INFLUENZAL VERTIGO.-Stewart directs to keep patient recumbent, and give tonics and nutrients with moderate doses of alcohol during the later stages.



Common Duct Cholelithiasis.-In Journal of Surgery, Gynecology and Obstetrics, W. Mayo Robson discusses the subject of common duct cholelithiasis. Many new and interesting points are brought out by the author. The author finds the occurrence of stone in the common duct in 40 per cent of his cases. The symptoms of common duct stone are repeated "spasms" and jaundice. The jaundice is not as deep as we find in cancer of the pancreas or common duct, and is more intermitting. This changeable jaundice is caused by the movable stone in the duct acting on the principle of a ball valve. The author claims all cases of cholelithiasis are accompanied by more or less inflammation, and we frequently find as a result adhesions.

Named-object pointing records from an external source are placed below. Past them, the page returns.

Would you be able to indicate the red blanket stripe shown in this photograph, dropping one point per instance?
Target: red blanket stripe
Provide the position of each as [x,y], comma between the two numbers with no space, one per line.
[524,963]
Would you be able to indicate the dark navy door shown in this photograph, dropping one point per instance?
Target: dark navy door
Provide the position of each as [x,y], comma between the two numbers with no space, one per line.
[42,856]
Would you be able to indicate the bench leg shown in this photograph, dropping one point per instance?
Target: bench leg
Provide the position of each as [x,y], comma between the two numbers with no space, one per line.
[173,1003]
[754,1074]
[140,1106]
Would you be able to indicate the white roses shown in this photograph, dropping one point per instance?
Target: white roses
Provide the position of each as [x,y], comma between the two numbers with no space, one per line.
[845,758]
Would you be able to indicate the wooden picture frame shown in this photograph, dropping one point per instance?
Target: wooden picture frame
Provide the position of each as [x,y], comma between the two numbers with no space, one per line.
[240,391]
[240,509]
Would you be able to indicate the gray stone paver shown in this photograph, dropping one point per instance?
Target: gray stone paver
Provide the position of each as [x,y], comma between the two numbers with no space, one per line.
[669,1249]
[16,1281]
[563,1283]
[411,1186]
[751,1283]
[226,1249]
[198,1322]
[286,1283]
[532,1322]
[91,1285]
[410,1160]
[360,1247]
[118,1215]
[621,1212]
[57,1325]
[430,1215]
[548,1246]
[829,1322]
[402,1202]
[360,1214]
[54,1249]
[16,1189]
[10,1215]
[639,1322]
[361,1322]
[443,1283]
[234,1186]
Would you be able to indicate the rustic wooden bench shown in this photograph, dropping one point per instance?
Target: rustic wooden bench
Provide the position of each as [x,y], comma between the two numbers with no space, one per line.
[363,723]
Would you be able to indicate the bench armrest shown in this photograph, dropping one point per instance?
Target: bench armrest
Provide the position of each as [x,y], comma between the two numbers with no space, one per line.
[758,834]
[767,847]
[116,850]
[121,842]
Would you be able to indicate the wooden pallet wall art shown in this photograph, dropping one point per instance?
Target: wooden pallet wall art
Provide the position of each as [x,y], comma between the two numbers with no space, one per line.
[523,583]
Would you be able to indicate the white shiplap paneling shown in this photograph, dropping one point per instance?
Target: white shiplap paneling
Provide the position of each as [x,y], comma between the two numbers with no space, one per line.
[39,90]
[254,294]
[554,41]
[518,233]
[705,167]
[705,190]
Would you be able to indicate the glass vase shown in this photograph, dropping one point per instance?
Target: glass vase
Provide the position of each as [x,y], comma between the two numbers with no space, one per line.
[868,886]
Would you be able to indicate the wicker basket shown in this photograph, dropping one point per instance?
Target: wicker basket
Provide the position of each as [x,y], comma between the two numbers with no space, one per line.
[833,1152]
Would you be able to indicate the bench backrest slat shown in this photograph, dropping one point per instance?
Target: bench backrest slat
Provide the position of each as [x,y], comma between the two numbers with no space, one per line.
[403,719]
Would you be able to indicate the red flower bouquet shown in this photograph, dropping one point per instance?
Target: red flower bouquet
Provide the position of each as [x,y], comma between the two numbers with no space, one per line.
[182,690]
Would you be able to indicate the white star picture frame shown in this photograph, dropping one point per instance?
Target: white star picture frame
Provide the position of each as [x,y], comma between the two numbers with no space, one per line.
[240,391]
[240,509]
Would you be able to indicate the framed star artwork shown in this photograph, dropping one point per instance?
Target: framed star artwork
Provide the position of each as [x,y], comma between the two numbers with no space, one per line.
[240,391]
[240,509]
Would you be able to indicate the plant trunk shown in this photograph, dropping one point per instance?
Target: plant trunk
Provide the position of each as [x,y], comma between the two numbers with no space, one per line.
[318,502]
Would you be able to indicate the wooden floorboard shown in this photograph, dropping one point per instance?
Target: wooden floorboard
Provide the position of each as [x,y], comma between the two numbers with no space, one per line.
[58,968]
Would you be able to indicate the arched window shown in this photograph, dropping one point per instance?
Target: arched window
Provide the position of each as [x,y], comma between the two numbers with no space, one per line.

The obstruction of the duct is seldom complete, and in consequence distension of the gall bladder is not always present, as we would suppose from backward pressure of bile. The muscular coat of the gall bladder contracts in an effort to expel the stones. This contraction continues until atrophy of the gall bladder ensues. The author claims that the differential diagnosis of common duct stone and cancer of the head of pancreas is not always an easy task. By some elaborate chemical examination of the urine brought out by Dr. Cammidge certain acicular, sharp edged crystals arranged in rosettes are found. If these dissolve in dilute sulphuric acid in 30 to 40 seconds impacted stone or pancreatitis diagnosis is made. If these crystals are thick and rounded and dissolve in sulphuric acid in 1 to 5 min. utes cancer of the pancreas is the diagnosis. It is lamentable that the author did not in his valuable article describe this elaborate chemical process to enable others in using it in making a diagnosis. The author mentions . twenty-eight different conditions that may threaten the life of a patient suffering with common duct stone. The operation is rendered easier if with a longitudinal incision the liver is turned upwards and outwards. In this rotation of the liver we bring into view the common duct and the duodenum and an otherwise difficult and deep operation is rendered more superficial and easier in execution. Drainage of the common duct by a rubber tube fastened by catgut suture in situ is used by the author, together with drainage of the kidney pouch.